The 11th Circuit Court of Appeals unanimously ruled that the Justice Department should have access to “lawfully seized records”, ending a months-long saga over the merits of assigning a third party to the case and agreeing on the overall extent of the special master's work.

The US Justice Department will now have access to all documents found in the August 8 search.

The agency filed an October appeal against the assignment of a special master to review the thousands of documents the FBI obtained during a court-approved search of Mr Trump's Mar-a-Lago resort and home in Florida.

The appeals court's ruling states that Trump-appointed District Judge Aileen Cannon erred in her decision to approve Mr Trump's request for a special master and to restrict the federal agency's use of the documents in September.

She assigned a Trump choice that the Department of Justice also agreed with — District Judge Raymond Dearie — who has operated under a mid-December deadline to look at the 11,000 documents seized from Mar-a-Lago.

“We agree with the government that the district court improperly exercised equitable jurisdiction, and that dismissal of the entire proceeding is required,” the court stated.

In his time serving as an independent third party on the case, Mr Dearie was vocal about clarifying his work as special master and challenging dubious claims made by Mr Trump and his lawyers.

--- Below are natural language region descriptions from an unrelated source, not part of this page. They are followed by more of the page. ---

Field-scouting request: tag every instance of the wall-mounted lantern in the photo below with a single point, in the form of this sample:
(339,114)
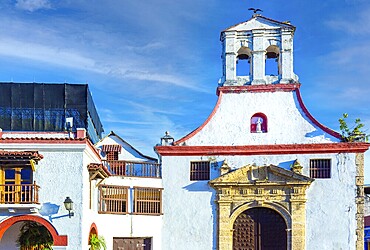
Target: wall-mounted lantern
(167,140)
(68,204)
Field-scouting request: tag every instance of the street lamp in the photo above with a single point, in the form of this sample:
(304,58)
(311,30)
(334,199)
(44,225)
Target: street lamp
(68,204)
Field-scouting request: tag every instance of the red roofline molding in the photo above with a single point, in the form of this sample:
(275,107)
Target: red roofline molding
(36,140)
(313,120)
(59,240)
(259,88)
(315,148)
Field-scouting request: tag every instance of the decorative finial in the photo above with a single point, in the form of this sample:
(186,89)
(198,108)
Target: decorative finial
(255,10)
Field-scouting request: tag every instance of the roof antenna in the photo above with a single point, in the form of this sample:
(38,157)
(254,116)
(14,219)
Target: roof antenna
(255,10)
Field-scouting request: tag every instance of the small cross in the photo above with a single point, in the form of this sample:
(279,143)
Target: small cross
(255,10)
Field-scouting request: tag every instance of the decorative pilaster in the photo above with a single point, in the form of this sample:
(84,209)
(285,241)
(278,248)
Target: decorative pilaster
(298,211)
(258,58)
(360,201)
(225,235)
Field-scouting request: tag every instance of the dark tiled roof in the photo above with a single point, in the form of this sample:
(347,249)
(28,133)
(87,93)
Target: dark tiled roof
(111,148)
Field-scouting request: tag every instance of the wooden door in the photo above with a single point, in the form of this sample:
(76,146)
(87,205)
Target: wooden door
(260,229)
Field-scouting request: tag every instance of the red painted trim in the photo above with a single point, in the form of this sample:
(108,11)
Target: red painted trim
(316,148)
(59,240)
(194,132)
(51,141)
(93,230)
(44,140)
(281,87)
(313,120)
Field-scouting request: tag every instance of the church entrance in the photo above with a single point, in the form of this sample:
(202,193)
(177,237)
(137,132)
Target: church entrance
(260,229)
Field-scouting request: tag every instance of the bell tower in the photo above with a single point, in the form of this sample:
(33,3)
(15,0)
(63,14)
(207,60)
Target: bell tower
(248,46)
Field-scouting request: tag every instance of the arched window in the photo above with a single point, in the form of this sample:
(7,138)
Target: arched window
(259,123)
(272,61)
(243,63)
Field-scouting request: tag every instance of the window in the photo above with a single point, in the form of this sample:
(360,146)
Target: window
(147,200)
(199,170)
(113,199)
(17,186)
(111,151)
(320,168)
(112,156)
(259,123)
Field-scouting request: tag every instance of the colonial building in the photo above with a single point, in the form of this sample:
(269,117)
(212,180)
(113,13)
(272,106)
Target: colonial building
(261,172)
(47,158)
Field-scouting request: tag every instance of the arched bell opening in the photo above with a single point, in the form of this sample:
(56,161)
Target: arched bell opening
(243,62)
(272,63)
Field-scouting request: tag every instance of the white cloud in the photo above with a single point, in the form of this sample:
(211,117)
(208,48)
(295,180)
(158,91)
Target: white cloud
(33,5)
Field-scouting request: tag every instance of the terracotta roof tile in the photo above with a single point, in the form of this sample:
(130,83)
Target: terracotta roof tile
(111,148)
(20,154)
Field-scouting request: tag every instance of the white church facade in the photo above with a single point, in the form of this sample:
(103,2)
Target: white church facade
(261,172)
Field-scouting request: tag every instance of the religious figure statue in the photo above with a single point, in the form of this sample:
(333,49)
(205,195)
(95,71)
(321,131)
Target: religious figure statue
(259,125)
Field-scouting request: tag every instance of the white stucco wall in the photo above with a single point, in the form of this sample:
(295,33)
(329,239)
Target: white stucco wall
(287,124)
(62,172)
(189,218)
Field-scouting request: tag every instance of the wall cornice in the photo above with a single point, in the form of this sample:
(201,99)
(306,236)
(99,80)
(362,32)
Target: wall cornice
(314,148)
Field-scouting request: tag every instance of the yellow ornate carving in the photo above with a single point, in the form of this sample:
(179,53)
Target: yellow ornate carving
(267,186)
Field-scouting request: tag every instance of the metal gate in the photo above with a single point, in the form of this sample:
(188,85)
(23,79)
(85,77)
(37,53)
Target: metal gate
(260,229)
(132,243)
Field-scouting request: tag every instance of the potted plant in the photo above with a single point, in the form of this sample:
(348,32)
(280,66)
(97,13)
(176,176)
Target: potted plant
(97,242)
(34,236)
(354,134)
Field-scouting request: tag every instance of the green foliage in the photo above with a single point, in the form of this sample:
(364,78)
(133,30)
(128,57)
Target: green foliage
(97,242)
(34,236)
(353,134)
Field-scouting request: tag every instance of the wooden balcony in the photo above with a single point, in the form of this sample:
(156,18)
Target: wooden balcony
(134,169)
(19,194)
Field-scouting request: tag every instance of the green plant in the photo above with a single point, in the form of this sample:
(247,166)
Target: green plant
(34,236)
(97,242)
(353,134)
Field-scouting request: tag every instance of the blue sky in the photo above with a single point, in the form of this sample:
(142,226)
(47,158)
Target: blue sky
(154,65)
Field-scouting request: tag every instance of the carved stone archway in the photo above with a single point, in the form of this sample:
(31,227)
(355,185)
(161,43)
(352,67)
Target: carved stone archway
(272,187)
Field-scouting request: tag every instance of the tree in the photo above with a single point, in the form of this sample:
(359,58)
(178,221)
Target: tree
(353,134)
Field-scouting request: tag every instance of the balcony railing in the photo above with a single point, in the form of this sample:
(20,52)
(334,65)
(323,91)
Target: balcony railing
(19,194)
(134,169)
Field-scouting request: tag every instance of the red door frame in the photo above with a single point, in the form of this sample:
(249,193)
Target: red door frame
(59,240)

The US Department of Justice is investigating Mr Trump and his team for espionage and obstruction of justice for the possession of classified material after his presidency ended in 2021.

The efforts of the former president's lawyers in getting a special master involved in the US government's probe is viewed by some as a way for Mr Trump to heavily litigate and delay its work.

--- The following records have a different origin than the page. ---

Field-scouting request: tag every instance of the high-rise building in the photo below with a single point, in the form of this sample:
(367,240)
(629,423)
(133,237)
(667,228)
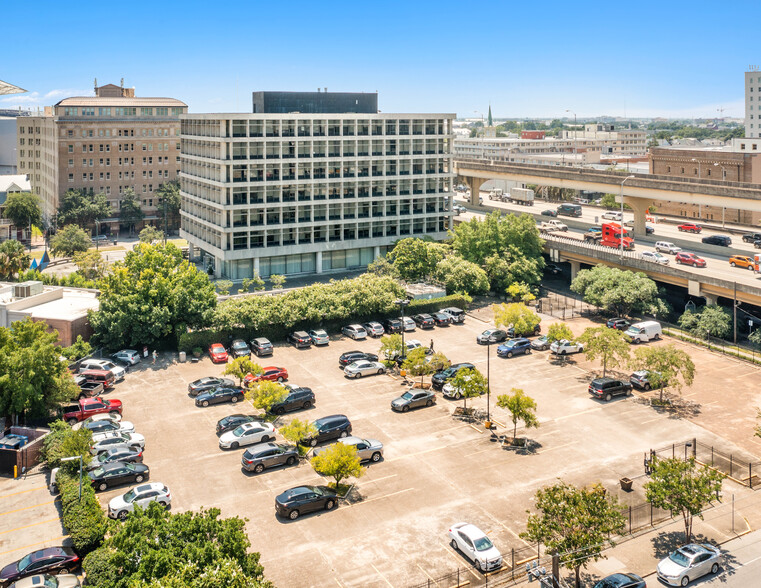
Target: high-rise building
(106,144)
(290,193)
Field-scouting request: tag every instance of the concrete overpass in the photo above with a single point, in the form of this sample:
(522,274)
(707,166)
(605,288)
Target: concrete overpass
(639,191)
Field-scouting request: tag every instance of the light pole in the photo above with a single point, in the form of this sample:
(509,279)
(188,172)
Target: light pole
(621,234)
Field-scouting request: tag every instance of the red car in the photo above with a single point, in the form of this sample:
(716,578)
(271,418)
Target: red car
(690,259)
(218,353)
(690,228)
(271,373)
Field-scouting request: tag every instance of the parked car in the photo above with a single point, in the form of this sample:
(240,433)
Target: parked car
(300,500)
(473,543)
(327,429)
(261,347)
(208,383)
(221,394)
(319,337)
(142,496)
(689,563)
(512,347)
(364,368)
(607,388)
(299,339)
(53,560)
(689,259)
(565,347)
(117,473)
(268,455)
(218,353)
(298,398)
(367,449)
(247,434)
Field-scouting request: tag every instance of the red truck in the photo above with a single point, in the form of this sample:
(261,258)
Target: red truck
(87,407)
(611,237)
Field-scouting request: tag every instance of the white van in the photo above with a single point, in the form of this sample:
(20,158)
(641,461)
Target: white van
(644,331)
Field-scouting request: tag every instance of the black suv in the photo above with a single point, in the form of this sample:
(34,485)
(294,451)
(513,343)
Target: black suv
(329,428)
(440,378)
(297,399)
(607,388)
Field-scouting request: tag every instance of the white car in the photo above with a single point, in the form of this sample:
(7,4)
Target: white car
(121,506)
(475,545)
(689,563)
(564,347)
(364,368)
(247,434)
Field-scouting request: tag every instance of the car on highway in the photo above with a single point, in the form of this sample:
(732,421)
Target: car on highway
(474,544)
(300,500)
(685,258)
(689,563)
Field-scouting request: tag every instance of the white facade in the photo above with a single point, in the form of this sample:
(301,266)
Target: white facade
(306,193)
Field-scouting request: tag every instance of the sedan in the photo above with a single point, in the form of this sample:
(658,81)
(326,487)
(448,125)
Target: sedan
(689,563)
(54,560)
(364,368)
(247,434)
(300,500)
(473,543)
(222,394)
(268,455)
(117,473)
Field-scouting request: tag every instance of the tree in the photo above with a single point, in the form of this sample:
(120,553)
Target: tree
(669,367)
(154,547)
(681,487)
(23,209)
(610,345)
(70,240)
(575,523)
(338,461)
(516,315)
(521,408)
(151,296)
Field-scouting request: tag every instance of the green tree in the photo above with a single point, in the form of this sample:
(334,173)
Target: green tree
(150,296)
(682,488)
(338,461)
(154,547)
(70,240)
(609,345)
(575,523)
(520,407)
(669,367)
(516,315)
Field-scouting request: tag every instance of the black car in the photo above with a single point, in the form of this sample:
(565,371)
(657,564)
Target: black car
(51,560)
(209,383)
(328,428)
(234,420)
(222,394)
(268,455)
(116,473)
(352,356)
(299,339)
(303,499)
(440,378)
(261,347)
(239,348)
(297,399)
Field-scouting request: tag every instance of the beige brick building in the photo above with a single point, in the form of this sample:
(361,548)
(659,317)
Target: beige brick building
(106,144)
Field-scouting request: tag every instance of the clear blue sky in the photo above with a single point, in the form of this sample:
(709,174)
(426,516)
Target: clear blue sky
(647,58)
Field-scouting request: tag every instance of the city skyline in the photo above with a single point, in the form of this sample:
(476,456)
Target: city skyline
(661,61)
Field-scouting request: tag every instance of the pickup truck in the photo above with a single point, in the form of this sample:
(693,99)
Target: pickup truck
(87,407)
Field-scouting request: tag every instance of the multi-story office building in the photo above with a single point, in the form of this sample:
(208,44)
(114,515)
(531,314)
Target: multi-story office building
(298,193)
(106,143)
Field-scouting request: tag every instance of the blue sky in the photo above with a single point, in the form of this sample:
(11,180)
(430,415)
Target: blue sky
(668,58)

“It is indeed extraordinary for a warrant to be executed at the home of a former president — but not in a way that affects our legal analysis or otherwise gives the judiciary license to interfere in an ongoing investigation,” the court wrote.

It is not yet clear if Mr Trump will appeal this decision before the US Supreme Court.

He announced his third White House bid for the 2024 presidential campaign in November.

As a result, the Justice Department assigned a special master to oversee this and other federal investigations involving Mr Trump, including a probe into the January 6 insurrection and efforts to reverse his 2020 election loss.